In contemporary society, sustainability and public well-being have been pressing challenges. Some of the important questions are:how can sustainable practices, such as reducing carbon emission, be encouraged? , How can a healthy lifestyle be maintained?Even though individuals are interested, they are unable to adopt these behaviors due to resource constraints. Developing a framework to enable cooperative behavior adoption and to sustain it for a long period of time is a major challenge. As a part of developing this framework, I am focusing on methods to understand behavior diffusion over time. Facilitating behavior diffusion with resource constraints in a large population is qualitatively different from promoting cooperation in small groups. Previous work in social sciences has derived conditions for sustainable cooperative behavior in small homogeneous groups. However, how groups of individuals having resource constraint co-operate over extended periods of time is not well understood, and is the focus of my thesis. I develop models to analyze behavior diffusion over time through the lens of epidemic models with the condition that individuals have resource constraint. I introduce an epidemic model SVRS ( Susceptible-Volatile-Recovered-Susceptible) to accommodate multiple behavior adoption.
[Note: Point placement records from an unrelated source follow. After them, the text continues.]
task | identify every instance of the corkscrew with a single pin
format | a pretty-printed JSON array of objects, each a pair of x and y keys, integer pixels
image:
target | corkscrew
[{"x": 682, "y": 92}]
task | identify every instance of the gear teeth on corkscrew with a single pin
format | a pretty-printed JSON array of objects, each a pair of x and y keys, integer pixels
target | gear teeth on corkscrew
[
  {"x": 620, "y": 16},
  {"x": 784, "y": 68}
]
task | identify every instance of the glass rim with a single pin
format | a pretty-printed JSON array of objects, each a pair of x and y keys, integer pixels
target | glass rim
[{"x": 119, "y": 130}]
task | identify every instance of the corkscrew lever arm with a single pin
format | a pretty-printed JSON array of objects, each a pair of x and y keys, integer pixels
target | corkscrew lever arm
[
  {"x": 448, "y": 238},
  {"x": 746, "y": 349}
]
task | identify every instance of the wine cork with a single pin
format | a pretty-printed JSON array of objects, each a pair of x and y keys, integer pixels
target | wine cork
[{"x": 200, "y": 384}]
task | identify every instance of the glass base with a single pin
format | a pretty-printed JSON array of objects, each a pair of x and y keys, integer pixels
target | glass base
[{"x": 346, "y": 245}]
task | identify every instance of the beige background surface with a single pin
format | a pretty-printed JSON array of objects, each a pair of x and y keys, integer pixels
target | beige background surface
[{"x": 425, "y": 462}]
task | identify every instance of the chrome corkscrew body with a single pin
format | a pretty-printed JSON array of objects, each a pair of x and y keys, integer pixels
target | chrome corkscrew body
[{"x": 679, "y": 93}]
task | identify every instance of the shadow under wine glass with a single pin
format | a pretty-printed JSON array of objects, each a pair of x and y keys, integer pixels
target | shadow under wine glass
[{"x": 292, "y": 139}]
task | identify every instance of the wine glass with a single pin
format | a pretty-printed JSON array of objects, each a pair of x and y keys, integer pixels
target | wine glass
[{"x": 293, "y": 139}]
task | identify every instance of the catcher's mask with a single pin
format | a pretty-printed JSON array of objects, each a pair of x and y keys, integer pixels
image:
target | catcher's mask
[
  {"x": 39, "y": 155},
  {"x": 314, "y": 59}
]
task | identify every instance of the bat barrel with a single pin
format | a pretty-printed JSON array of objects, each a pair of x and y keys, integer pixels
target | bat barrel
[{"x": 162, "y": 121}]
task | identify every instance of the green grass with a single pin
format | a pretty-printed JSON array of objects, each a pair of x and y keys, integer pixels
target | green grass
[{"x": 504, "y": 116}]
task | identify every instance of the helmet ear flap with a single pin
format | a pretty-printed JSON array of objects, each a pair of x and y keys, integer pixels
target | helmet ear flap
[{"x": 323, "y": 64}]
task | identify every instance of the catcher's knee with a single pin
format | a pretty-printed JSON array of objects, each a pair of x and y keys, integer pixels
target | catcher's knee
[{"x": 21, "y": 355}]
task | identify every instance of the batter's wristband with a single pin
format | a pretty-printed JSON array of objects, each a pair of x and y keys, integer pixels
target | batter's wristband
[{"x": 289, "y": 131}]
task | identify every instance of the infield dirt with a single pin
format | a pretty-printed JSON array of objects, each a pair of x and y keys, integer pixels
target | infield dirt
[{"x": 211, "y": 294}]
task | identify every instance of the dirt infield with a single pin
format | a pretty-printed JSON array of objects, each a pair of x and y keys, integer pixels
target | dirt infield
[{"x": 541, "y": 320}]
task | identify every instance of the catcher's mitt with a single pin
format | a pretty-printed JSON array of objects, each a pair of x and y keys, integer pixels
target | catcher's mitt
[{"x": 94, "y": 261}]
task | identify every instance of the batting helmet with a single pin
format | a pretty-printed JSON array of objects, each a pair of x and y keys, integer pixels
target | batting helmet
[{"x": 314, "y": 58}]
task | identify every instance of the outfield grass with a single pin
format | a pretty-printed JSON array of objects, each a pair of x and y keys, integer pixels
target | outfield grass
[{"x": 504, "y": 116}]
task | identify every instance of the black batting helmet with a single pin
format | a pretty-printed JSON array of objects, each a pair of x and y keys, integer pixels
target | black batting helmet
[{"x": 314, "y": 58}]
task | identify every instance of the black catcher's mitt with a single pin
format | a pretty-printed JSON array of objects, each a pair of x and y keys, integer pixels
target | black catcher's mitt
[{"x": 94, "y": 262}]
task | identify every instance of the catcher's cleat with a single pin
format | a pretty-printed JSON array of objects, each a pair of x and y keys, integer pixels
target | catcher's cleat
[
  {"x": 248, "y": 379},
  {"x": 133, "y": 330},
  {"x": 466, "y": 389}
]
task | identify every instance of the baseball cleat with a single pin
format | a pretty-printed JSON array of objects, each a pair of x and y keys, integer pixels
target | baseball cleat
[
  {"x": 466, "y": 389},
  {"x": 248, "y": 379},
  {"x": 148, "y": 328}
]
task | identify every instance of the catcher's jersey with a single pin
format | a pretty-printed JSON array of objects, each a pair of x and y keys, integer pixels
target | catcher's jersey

I investigate the longitudinal effects of behavior diffusion by varying different properties of an individual such as resources,threshold and cost of behavior adoption. I also consider how behavior adoption of an individual varies with her knowledge of global adoption. I evaluate my models on several synthetic topologies like complete regular graph, preferential attachment and small-world and make some interesting observations. Periodic injection of early adopters can help in boosting the spread of behaviors and sustain it for a longer period of time. Also, behavior propagation for the classical epidemic model SIRS (Susceptible-Infected-Recovered-Susceptible) does not continue for an infinite period of time as per conventional wisdom. One interesting future direction is to investigate how behavior adoption is affected when number of individuals in a network changes. The affects on behavior adoption when availability of behavior changes with time can also be examined.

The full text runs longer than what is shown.